The Co-operative today insisted its bank did not require government support after a ratings agency warned it may need a taxpayer bail-out.
In a message to reassure customers and members, the Co-op said “we haven’t sought nor do we need government support” and insisted it was taking action to strengthen its bank’s balance sheet.
A downgrade from Moody’s last night saw Co-op Bank’s investment grade rating slashed to “junk” status – followed just hours later by yet another blow as the lender’s chief executive Barry Tootell resigned.
He had been brought in to lead the group’s failed deal to take over more than 600 branches from Lloyds Banking Group.
The group has been at the centre of intense speculation over its financial strength after pulling out of the bid, which is thought to have collapsed as the Co-op Bank struggled to fill a £1 billion shortfall in its reserves to cushion against potential future crises.

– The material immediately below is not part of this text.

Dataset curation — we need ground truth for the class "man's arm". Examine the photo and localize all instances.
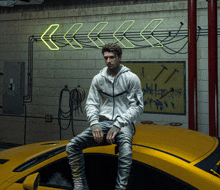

It has been working to address this with the disposal of assets, such as its life insurance and asset management arm to Royal London and plans to sell its general insurance business.
But Moody’s said the bank’s capacity to absorb future losses was now too low to support an investment grade rating following hefty losses after rising bad debts and costs linked to its takeover of Britannia Building Society in 2009.
Moody’s added it may need “external” support and said there was “moderate potential for systemic support likely to be forthcoming from the UK authorities”.